Notice that the exclude we’re using looks very similar to those used in fileSet declarations. Here, we’re blocking any file starting with the word LICENSE in any directory within our resource artifacts. You can think of the unpack options section as a lightweight fileSet applied to each dependency matched within that dependency set. In other words, it is a fileSet by way of an unpacked dependency. Just as we specified an exclusion pattern for files within resource dependencies in order to block certain files, you can also choose which restricted set of files to include using the includes section. The same code that processes inclusions and exclusions on fileSets has been reused for processing unpackOptions.

In addition to file inclusion and exclusion, the unpack options on a dependency set also provides a filtering flag, whose default value is false. Again, this should be familiar from our earlier discussion of filesets. In both cases, expressions using either the Maven syntax of ${property} or the Ant syntax of @property@ are supported. However, filtering is a particularly nice feature to have for dependency sets, since it effectively allows you to create standardized, versioned resource templates that are then customized to each assembly as they are included. Once you start mastering the use of filtered, unpacked dependencies that store shared resources, you will be able to start abstracting repeated resources into common resource projects.
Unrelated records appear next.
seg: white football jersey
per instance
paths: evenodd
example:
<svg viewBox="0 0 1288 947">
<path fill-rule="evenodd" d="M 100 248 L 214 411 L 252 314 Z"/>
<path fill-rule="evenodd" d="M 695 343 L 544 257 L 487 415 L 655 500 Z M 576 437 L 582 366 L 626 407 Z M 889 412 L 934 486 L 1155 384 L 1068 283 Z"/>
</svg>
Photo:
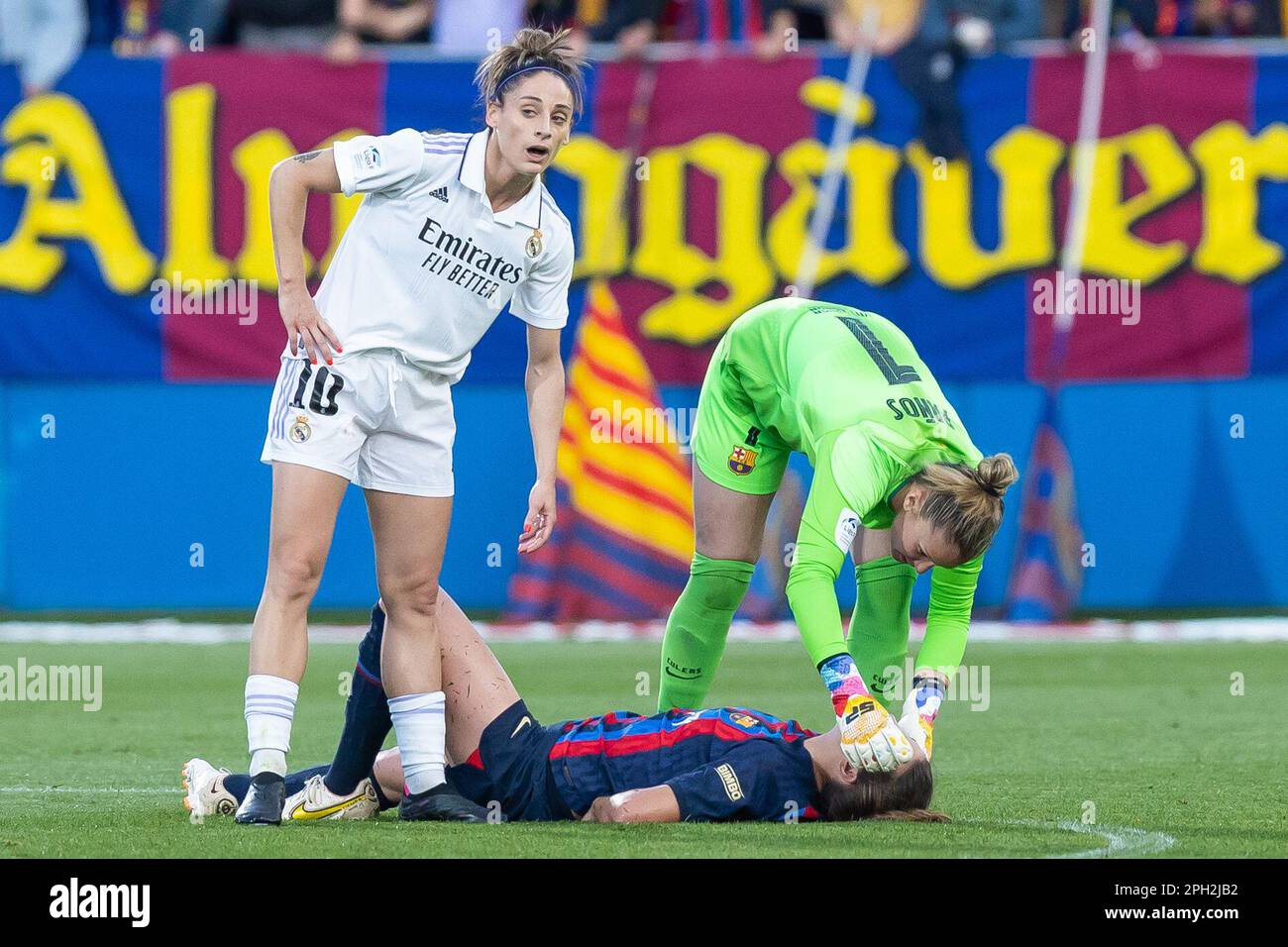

Summarizing dependency sets

Finally, it’s worth mentioning that dependency sets support the same fileMode and directoryMode configuration options that filesets do, though you should remember that the directoryMode setting will be used only when dependencies are unpacked.

moduleSets Sections

Multimodule builds are generally stitched together using the parent and modules sections of interrelated POMs. Typically, parent POMs specify their children in a modules section that, under normal circumstances, causes the child POMs to be included in the build process of the parent. Exactly how this relationship is constructed can have important implications for the ways in which the Assembly plugin can participate in this process, but we’ll discuss that later. For now, it’s enough to keep in mind this parent-module relationship as we discuss the moduleSets section.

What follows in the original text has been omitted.